I recommend starting a rehabilitation program with a focus on pain management immediately for postoperative neurosurgery patients. This aids in healing and also encourages relaxation—an important part of recovery. This early rehabilitation is most often done in the hospital and can include a number of manual therapies and modalities typically incorporating the following:
1. Gentle massage of the limbs and axial muscles not directly involved with the surgery.
2. Cryotherapy several times a day at the site of the incision.
3. Passive range of motion and gentle joint compressions to help pain management and maintain strength and muscle mass.
4. Therapeutic laser administration at the surgical site to promote healing.
5. Neuromuscular electrical stimulation for pain management around the incision and to help stimulate the nerves and muscles that can be affected in lower motor neuron diseases or when there is significant atrophy from disuse.
Patients are usually ready to return home 48 hours after surgery. I discuss a home exercise plan with the owner and arrange a follow-up visit within one week at the time of discharge. At that point the patient's home exercise plan may be gradually increased.

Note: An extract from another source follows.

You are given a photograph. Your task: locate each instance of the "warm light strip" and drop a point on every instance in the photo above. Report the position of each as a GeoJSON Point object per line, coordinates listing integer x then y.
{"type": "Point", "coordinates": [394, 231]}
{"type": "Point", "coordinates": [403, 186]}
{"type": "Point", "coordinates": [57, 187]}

The majority of the patient's time during the first four weeks at home is spent in a crate. Time out of the crate is dedicated to work on standing, balancing, core work and other controlled exercises consistent with the patient's ability. The home exercise plan could include any of the following: cryotherapy, massage, passive range of motion and stretching, and sit-to-stand exercises.
The owner is encouraged to bring the patient back to the hospital several times a week for several weeks to do additional work. These visits are reassuring to the owner and allow us to work together as a team to encourage and monitor progress. In-hospital therapy varies by patient, but anytime from 48 hours to four weeks after surgery it could include:
1. Underwater treadmill or dry treadmill to enhance the patient's function and overall fitness and to improve gait, range of motion and movement patterning.
2. Physioballs to improve strength and core stability.
3. Cavaletti poles for gait patterning, proprioceptive input and coordination.
4. Massage for relaxation and pain relief (hopefully not needed at this point), increased circulation and proprioceptive awareness
5. Therapeutic laser administration for pain management and incisional healing.
6. Joint compressions for pain management and proprioceptive input.
7. Re-education techniques for neuromuscular facilitation and patterning.
8. Neuromuscular electrical stimulation for muscle strengthening and prevention of disuse atrophy and to improve sensory awareness and decrease spasticity.
As the patient improves and there is a lower risk of complications or setbacks, more vigorous work to build muscle mass and improve core stability can begin. At-home exercises during this time could include an increase in the number of controlled walks, swimming and walking on different surfaces and up hills. In-hospital exercises involve the underwater treadmill and the stability ball. Other core-strengthening exercises that may be added now are stretching, walking exercises using obstacles, and two- and three-leg-standing on different surfaces.
All in all, rehabilitation for the postoperative neurosurgery dog should be a positive experience for everyone involved. The patient, the owner and the rehabilitation veterinarians and technicians should all benefit from the good outcomes that are typically achieved with appropriated postoperative rehabilitation. Ideally, patients will leave the hospital stronger and less likely to have setbacks, and owners will complete the rehabilitation program equipped with a better education about how to keep their dogs in the best physical shape possible.
Dr. Stephanie Kube is a faculty member with the Canine Rehabilitation Institute in Wellington, Fla., and works at VCA South Shore Animal in hospital in South Weymouth, Mass. She is the head of neurology, neurosurgery, rehabilitation and pain management services.